AFRIQUE : l’eau, au centre des enjeux environnementaux du continent©Gorlov-KV/Shutterstock

Etendue d’eau polluée par les déchets industriels©Gorlov-KV/Shutterstock

Autres exemples : le Programme africain de gestion de la santé environnementale et de la pollution (AEHPMP) lancé récemment au Ghana pour réduire la pollution de l’eau et des sols par le mercure et les déchets électroniques ou encore les projets de réutilisation des eaux usées développés sur presque tout le continent, principalement en Afrique du Nord. Les eaux usées traitées sont renvoyées dans la nature, ou utilisées pour l’irrigation. Dans quelques rares cas comme en Namibie, ces effluents sont même recyclés en eau potable.

En Afrique, la crise de l’eau est également engendrée par la sècheresse. Le phénomène, lourdement aggravé localement par le changement climatique, est à l’origine du stress hydrique, qui touche principalement les zones arides. Cette diminution rapide des ressources en eau impacte principalement la production agricole, le secteur de l’élevage, ainsi que l’approvisionnement en eau potable.

Des stratégies pour faire face au stress hydrique

Pour améliorer la desserte en eau, les gouvernements se tournent vers des solutions alternatives. Outre la réutilisation des eaux usées traitées, le dessalement de l’eau saumâtre et de l’eau de mer permet de faire face au stress hydrique, causé par le changement climatique. En Égypte, au moins 14 usines de dessalement de l’eau de mer devraient être mises en service en 2022. Les stations d’osmose inverse, qui afficheront une capacité globale de 476 000 m3 par jour, sont en construction dans les gouvernorats de Marsa Matrouh, de la mer Rouge, du Sinaï-Nord, du Sinaï-Sud, de Port-Saïd, de Daqahliya, de Suez et d’Alexandrie. Les nouvelles installations porteront à 90, le nombre de stations de dessalement en service en Égypte, avec une capacité de production de 1,3 million de m3 par jour.

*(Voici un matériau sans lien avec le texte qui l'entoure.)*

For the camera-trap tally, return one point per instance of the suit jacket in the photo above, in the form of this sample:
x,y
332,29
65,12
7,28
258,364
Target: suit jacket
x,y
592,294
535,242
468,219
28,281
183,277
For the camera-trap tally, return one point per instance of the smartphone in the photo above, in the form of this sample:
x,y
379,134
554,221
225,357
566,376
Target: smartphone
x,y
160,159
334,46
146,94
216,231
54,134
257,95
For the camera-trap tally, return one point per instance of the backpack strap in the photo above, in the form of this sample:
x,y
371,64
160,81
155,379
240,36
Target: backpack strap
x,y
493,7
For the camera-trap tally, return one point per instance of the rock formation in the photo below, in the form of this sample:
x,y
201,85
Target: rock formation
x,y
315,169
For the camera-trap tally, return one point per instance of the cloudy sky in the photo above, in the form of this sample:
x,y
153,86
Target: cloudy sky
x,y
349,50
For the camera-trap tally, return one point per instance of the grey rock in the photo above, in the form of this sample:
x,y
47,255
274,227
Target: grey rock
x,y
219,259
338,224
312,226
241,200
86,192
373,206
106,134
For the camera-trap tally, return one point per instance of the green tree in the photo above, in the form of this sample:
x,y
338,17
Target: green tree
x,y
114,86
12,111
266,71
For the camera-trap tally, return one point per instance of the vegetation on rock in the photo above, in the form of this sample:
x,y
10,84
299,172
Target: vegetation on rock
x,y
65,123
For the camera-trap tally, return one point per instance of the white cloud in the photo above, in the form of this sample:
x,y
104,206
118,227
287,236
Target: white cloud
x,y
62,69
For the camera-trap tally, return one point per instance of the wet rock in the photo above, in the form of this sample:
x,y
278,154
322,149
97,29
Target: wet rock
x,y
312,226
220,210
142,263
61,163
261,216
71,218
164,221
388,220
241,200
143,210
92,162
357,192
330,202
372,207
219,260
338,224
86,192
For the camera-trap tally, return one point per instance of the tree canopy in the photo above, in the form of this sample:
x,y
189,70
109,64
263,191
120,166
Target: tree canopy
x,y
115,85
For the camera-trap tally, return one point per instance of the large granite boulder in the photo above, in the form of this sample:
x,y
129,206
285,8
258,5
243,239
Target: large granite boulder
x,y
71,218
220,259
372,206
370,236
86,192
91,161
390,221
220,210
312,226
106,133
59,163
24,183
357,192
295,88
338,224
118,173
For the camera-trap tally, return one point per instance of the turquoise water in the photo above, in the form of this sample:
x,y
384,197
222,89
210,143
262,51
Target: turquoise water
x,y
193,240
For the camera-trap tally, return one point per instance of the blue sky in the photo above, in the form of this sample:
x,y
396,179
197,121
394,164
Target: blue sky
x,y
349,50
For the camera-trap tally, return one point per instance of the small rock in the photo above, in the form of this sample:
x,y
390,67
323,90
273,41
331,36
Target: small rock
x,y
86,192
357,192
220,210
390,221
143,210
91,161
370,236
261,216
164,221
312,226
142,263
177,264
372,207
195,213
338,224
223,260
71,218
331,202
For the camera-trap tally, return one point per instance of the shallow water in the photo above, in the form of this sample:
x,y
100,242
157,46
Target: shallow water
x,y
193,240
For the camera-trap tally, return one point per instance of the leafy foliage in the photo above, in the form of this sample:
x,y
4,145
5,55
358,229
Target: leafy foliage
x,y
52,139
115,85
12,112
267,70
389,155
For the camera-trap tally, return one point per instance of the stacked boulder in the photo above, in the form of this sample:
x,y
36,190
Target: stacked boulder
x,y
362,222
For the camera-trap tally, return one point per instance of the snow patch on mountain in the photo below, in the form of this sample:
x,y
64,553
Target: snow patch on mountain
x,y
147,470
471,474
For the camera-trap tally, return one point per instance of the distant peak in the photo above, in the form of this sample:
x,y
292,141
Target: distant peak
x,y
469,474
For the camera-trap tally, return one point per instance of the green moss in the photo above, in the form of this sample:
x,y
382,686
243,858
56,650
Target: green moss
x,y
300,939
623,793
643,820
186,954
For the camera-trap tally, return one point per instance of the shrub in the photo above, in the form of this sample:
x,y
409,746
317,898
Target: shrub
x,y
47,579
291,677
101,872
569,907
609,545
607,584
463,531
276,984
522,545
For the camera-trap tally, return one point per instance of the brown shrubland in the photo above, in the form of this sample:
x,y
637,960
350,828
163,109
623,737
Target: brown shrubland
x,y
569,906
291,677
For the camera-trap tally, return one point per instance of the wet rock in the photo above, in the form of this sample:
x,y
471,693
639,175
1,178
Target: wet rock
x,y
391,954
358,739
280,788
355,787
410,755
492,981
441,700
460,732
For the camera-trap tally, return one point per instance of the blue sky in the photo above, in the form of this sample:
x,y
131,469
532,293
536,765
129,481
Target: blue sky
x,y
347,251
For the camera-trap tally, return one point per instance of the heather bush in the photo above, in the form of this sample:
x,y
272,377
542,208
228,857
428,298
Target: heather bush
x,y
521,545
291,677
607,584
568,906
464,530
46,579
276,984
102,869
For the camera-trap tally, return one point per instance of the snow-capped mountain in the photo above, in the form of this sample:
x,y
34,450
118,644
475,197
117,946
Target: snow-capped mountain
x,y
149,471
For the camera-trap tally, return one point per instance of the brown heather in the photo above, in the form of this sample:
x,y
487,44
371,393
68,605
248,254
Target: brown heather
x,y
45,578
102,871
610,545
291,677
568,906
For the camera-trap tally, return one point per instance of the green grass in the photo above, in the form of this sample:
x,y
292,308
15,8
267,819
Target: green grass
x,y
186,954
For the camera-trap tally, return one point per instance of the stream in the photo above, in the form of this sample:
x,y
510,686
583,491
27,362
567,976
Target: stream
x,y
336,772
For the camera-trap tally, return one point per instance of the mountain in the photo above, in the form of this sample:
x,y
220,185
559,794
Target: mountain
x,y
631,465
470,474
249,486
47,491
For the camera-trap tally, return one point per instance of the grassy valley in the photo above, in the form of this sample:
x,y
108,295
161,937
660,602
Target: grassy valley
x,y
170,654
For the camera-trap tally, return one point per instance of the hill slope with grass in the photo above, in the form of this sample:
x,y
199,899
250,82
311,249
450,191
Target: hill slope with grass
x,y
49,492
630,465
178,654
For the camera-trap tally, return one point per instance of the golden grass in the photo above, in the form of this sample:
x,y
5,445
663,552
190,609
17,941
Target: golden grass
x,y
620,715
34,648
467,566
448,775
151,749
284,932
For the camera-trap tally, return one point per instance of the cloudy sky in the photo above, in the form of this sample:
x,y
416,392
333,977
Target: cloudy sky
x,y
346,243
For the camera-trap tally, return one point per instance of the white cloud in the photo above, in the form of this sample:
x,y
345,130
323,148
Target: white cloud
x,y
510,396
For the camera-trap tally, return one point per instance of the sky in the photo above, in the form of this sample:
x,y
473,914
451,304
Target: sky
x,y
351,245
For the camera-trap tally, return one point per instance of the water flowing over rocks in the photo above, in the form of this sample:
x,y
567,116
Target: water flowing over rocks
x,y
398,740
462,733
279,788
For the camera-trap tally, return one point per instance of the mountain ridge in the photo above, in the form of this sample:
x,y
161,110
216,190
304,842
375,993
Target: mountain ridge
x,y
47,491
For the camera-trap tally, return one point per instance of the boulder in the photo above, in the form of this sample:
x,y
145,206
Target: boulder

Le gouvernement égyptien table sur capacité de production de 6,3 millions de m3 par jour à l’horizon 2050. Pour les cinq prochaines années, Le Caire veut construire 47 usines d’osmose inverse avec un investissement de 2,8 milliards de dollars.

AFRIQUE : l’eau, au centre des enjeux environnementaux du continent©Alexandre Rotenberg/Shutterstock

Une usine dédiée au dessalement de l’eau de mer ©Alexandre Rotenberg/Shutterstock

En Afrique du Sud, Coega Development Corporation (CDC) va construire une usine de dessalement de l’eau de mer. L’installation, qui sera implantée dans la municipalité de Nelson Mandela Bay, affichera une capacité de 15 000 m3 par jour. Outre l’approvisionnement en eau potable à Nelson Mandela Bay, la future usine devrait booster l’économie de cette ville de 1,25 million d’habitants, en proie à la sècheresse.

En plus du dessalement, le Maroc envisage la construction de barrages comme plan de riposte face à son stress hydrique, dont le niveau est compris entre 1 000 et 1 700 m3 d’eau douce disponibles par an et par habitant. Ainsi le stockage de l’eau pourrait s’en trouver amélioré, même si cela pose des questions d’usage et ne résout pas la question de la ressource.

Lire aussi – AFRIQUE : l’urgence de la restauration des écosystèmes dégradés

Cependant, le programme prévoit aussi la préservation de la ressource et l’augmentation de l’approvisionnement en eau dans les zones rurales. Parmi les mesures d’urgence, l’on note également l’irrigation de 510 000 hectares de plantations. L’initiative devrait bénéficier à 160 000 agriculteurs. Les systèmes d’irrigation traditionnels seront rénovés et améliorés avec la technique du goutte-à-goutte par exemple, qui allie efficacité du rendement et préservation intelligente de la ressource, mais qui conduit souvent à un effet rebond. Le nouveau programme d’urgence contre la sécheresse au Maroc s’étendra durant la période allant de 2020 à 2027 pour un coût total de 12 milliards de dollars.

L’objectif à terme est la restauration des écosystèmes d’eau, aujourd’hui dégradés.